Przypomnijmy, iż obecny sezon Grzegorz Kukiełka rozpoczął w Anwilu Włocławek, w którym był żelaznym rezerwowym. 32-latek wystąpił dla Rottweilerów w 14 meczach, notując średnio 2,5 punktu i 1,4 zbiórki. Kukiełka nie do końca był usatysfakcjonowany z liczby minut spędzanych na parkiecie, dlatego poprosił klub z Włocławka o przedterminowe rozwiązanie umowy. Doświadczony zawodnik zdecydował się przyjąć ofertę Legii.
- Nadal chcę grać, nadal kocham koszykówkę i to się nie zmienia. I idąc do 1. ligi, nadal będę miał w głowie powrót do ekstraklasy. Mam swój wiek, ale nie kaszlę, nie pluję, dobrze się czuję! - tłumaczył dla naszego portalu 32-letni zawodnik.
Grzegorz Kukiełka zadebiutował w nowych barwach w meczu Legii Warszawa z GKS-em Tychy, który rozgrywany był na Torwarze.
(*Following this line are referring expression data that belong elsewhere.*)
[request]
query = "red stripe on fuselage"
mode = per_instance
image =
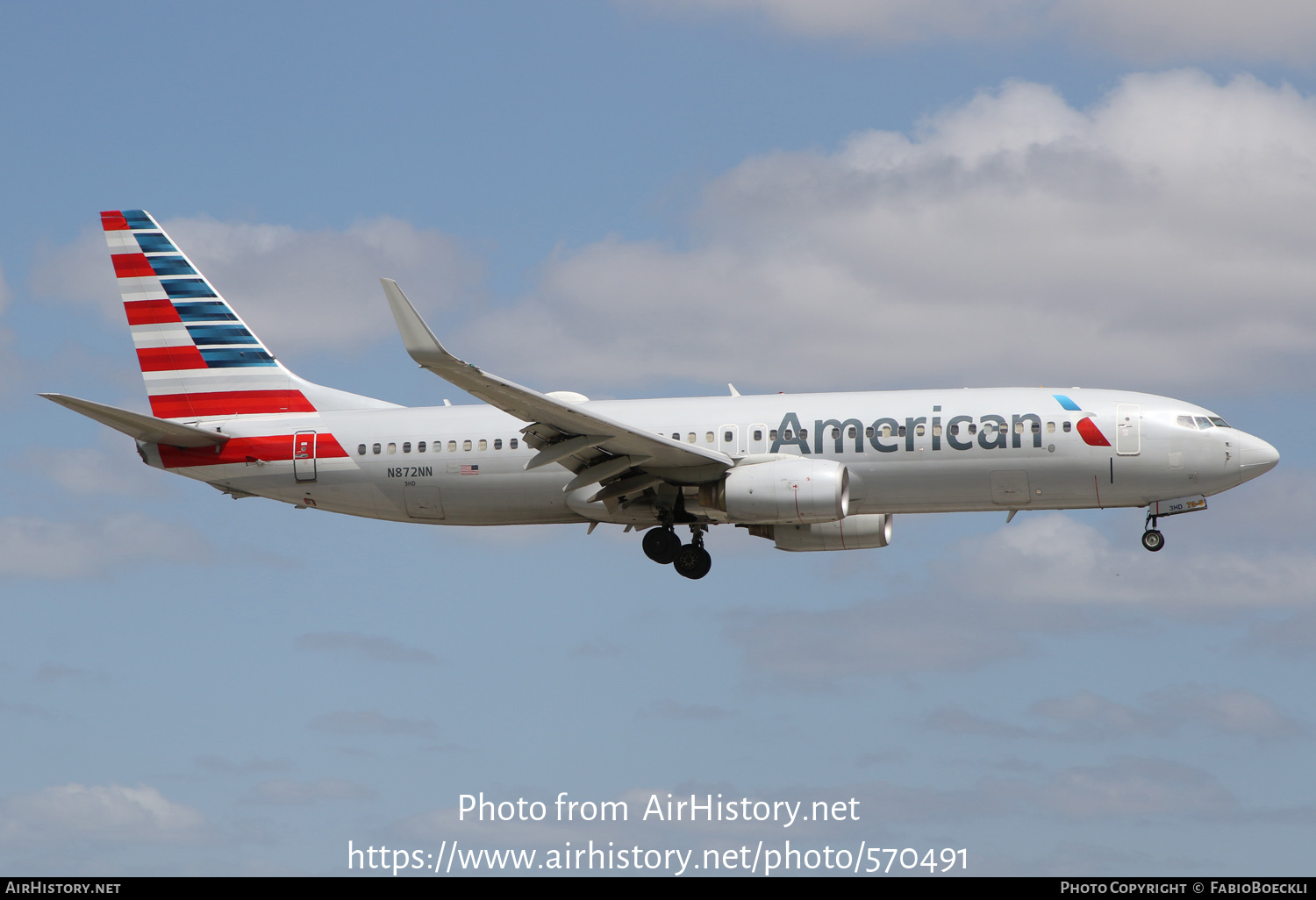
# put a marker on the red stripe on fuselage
(274, 447)
(132, 265)
(150, 312)
(228, 403)
(1091, 434)
(168, 360)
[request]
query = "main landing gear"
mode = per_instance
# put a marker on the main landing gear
(1152, 539)
(662, 545)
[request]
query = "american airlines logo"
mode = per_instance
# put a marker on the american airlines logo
(886, 434)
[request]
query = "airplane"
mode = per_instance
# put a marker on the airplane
(808, 471)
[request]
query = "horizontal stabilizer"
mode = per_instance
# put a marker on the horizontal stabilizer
(144, 428)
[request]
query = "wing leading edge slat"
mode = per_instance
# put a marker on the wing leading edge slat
(649, 450)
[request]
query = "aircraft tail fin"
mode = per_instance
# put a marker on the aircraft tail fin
(197, 357)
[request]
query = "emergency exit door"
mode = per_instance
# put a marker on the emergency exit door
(304, 455)
(1128, 429)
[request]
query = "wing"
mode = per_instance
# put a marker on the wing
(594, 446)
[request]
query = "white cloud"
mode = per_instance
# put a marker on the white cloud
(116, 470)
(107, 813)
(1012, 239)
(297, 289)
(1055, 560)
(1132, 786)
(366, 646)
(370, 721)
(37, 547)
(1147, 31)
(290, 792)
(1086, 716)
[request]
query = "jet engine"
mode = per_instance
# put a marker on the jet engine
(794, 491)
(866, 532)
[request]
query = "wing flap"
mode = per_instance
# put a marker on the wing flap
(529, 405)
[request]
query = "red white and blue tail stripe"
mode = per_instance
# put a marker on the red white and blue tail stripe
(197, 357)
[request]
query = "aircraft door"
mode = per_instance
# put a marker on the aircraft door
(304, 455)
(1128, 429)
(423, 502)
(728, 439)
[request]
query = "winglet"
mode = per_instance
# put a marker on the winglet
(420, 342)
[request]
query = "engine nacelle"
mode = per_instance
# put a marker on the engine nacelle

Doświadczony gracz, co oczywiste pojedynek rozpoczął na ławce rezerwowych, jednak w końcówce pierwszej kwarty miał prawdziwe wejście smoka. Na dwie sekundy przed końcem odsłony trafił za 3 punkty, co było jego pierwszym trafieniem zza linii 6,75 m w obecnym sezonie.
W kolejnych minutach były gracz Anwilu Włocławek był bardzo aktywny. Łącznie 32-letni zawodnik rozegrał 22 minuty, w których zdobył 12 punktów oraz zebrał siedem piłek. Już w pierwszym spotkaniu Grzegorz Kukiełka udowodnił, iż będzie dużym wzmocnieniem Legii Warszawa.